On Wednesday, the Census Bureau will release the advance report on durable goods, showing the level of manufacturing orders and shipments for March. Most economists expect to see a small increase in total new orders, with a survey by Bloomberg indicating an average forecast of +0.7%.
Here are five things to watch in the March report:
- Expect a Rebound (But Not by Much)
While total orders are expected to rise, most of that bump will come from sales of civilian aircraft that were postponed from previous months. Outside the volatile category of transportation, new orders are expected to show only a marginal increase. This is consistent with the trend over the past year: after the pandemic boom, the monthly gains in manufacturing have trended lower.
That prompted some economists to predict a rebound, due to the falling baseline. But a slight increase could still be disappointing, according to Stephen Stanley, chief economist of Santander U.S. Capital Markets.
“These are in nominal dollars, so it doesn’t adjust for inflation,” Stanley explained. “I guess in some ways it would be a slight improvement, but it’s not something I’d get excited about.”
- High Borrowing Costs Are Continuing to Curtail Investments
Core capital goods are expected to show little or no growth in orders. That’s partly thanks to the Federal Reserve, which has raised its target rate repeatedly in its efforts to tame inflation. Those rate hikes make it more expensive for businesses to invest in new equipment.
Another factor is the fear of a possible recession. Although economists are divided on the probability of a downturn, the prospect has spooked some businesses from investing in future production. “Obviously, if you don’t think your business is going to be particularly good going forward, you don’t want to put out a lot of money for new investments,” Stanley said.
- Unfilled Orders Could Continue to Shrink
The number of unfilled orders started to decline in late 2022, after more than a year of steady growth. That could be a sign that activity is slowing, according to Tim Quinlan, senior economist at Wells Fargo, because a high level of unfilled orders can keep factories busy in the following months.
Factories accumulated large backlogs during the pandemic, as supply chain problems made it difficult to complete deliveries. But when the logistical issues began to resolve, many customers canceled their orders rather than pay for unneeded deliveries.
The value of unfilled orders started to fall in September, indicating that businesses are now shipping more orders than they receive. “You’ve just not seen the same kind of torrid pace of demand” that existed last year, Quinlan added.

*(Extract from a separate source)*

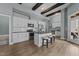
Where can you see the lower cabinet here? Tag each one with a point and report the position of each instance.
(20, 37)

That means factories may find themselves with excess capacity—and perhaps, reasons to consider layoffs in the not-too-distant future.
- Defense Orders Could Increase, But Don’t Bet on It
Military production could boost the headline number, as defense manufacturers work to replace the munitions and other supplies that have been sent to Ukraine. “There has been an upward tilt into defense data,” said Michael Englund, chief economist for Action Economics.
The U.S. has sent more than $30 billion in materiel to Ukraine since Russia invaded the country last year, pledging an additional $400 million last month.
The catch is that defense production tends to be “lumpy,” Englund added. Defense orders come in bursts, so there’s no telling if tomorrow’s report will show a large boost or a modest one.
- For a Silver Lining, Look to Consumer Spending
Although there’s no consensus on the likelihood of a recession, consumer spending remains a bright spot for the wider economy. Earlier today, General Motors raised its profit forecasts, citing an overperforming first quarter and high demand for the company’s top-priced vehicles.
Spending on services is also going strong. Surveys of purchasing managers suggest that, while the manufacturing sector has been contracting since November, the services sector is still growing.
That consumer demand could help soften the landing if manufacturing slows. “The broader economy is going to live and die with the consumer,” Stanley said. For the moment, it seems that the patient is still living.